As passionate as SSE is about saving seed, Ott Whealy admits the lack of political drive within the organization. It is certainly political in Berry’s sense of home economics that I discussed above, and to Schumacher as well, but Gathering did not bring up how seed saving can help change the way food is grown in this country in a big way. SSE does compile a directory of commercial seed companies that offer non-hybrid varieties.  The catalogue is called the Garden Seed Inventory and is no doubt a great resource for gardeners and perhaps commercial growers as well. However, saving seed and choosing heirloom varieties becomes harder at a larger scale

Saving seed on a commercial vegetable farm is next-to-impossible, if not hugely impractical. Twice the staff and twice the land area would be required. Many plants are easily cross-pollinated and varieties have to be covered when flowering or planted acres apart from one another.  If covered, the plants must be hand-pollinated.  The fruits have to be harvested at a specific time and allowed to cure or dry, the seeds extracted and properly stored.  Labeling is, of course, crucial.

Farming and selling vegetables is hard enough in and of itself. I can’t imagine also worrying about growing our own seed.  There would be a lot of risk involved. What if the seeds don’t store well or the beets mold in the root cellar over the winter? (Beets are biennials, meaning they flower every other year.
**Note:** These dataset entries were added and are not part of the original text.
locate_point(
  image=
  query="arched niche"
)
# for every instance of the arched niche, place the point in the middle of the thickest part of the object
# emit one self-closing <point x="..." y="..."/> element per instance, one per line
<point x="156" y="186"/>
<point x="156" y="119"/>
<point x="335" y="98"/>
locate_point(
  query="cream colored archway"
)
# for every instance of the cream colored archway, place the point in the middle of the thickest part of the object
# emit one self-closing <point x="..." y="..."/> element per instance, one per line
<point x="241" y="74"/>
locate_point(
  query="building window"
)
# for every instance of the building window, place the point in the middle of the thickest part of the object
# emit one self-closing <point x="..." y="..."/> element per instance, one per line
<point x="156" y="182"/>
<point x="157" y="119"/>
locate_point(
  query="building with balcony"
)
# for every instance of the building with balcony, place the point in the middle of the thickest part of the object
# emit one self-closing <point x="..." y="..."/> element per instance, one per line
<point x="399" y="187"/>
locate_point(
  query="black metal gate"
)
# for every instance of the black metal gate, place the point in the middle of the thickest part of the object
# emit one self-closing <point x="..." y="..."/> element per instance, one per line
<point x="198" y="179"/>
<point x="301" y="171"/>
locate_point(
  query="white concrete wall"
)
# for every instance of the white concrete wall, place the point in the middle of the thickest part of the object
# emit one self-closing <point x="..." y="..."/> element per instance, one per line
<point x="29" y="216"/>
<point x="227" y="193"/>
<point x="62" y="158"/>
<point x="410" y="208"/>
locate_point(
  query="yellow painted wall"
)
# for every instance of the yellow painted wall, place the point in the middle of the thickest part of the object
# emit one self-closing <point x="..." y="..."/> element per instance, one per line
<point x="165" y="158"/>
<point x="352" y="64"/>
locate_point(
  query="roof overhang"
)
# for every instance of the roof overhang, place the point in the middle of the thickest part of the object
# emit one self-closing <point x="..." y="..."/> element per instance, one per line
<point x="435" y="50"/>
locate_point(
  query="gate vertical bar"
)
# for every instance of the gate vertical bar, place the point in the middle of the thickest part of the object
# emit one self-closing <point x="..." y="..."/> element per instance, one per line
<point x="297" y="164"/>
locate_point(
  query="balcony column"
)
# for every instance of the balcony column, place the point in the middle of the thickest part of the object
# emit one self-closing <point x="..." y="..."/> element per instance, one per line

To harvest seed you must pull them, keep them happy through the cold months and replant them out in the spring.) Saving (and finding new seed varieties) is a huge job, as Ott Whealy will tell you.

The varieties we grow are constantly changing depending on pest pressures, customer preferences, and convenience.  We want hybrids as well as open-pollinated crops because folks like big beef tomatoes and we like tomatoes that are late blight resistant.  We use pelleted lettuce seed so our eyeballs don’t explode. Sometimes we buy non-organic seeds because the trusted and tasty varieties are not always available organically. We also keep an eye on the price tag.  Heirloom and organic seeds can add up fast on a large scale.

Despite the impracticalities of seed saving, I’m sure many commercial, locally-focused, sustainable vegetable farms buy into the idealism of saving seed. We live by the humbling economy of the land.  We are intimately connected to place.  We are the queens of thrift.  How can we hold on to and promote seed saving without participating? This type of question comes up a lot in the food movement:  How to promote, re-invigorate, and protect the more appropriate practices of the past, while also reshaping them to accommodate today’s economy, the farm economy, and customer preferences. How can commercial operations be true to ideals of the past and thrive in today’s world?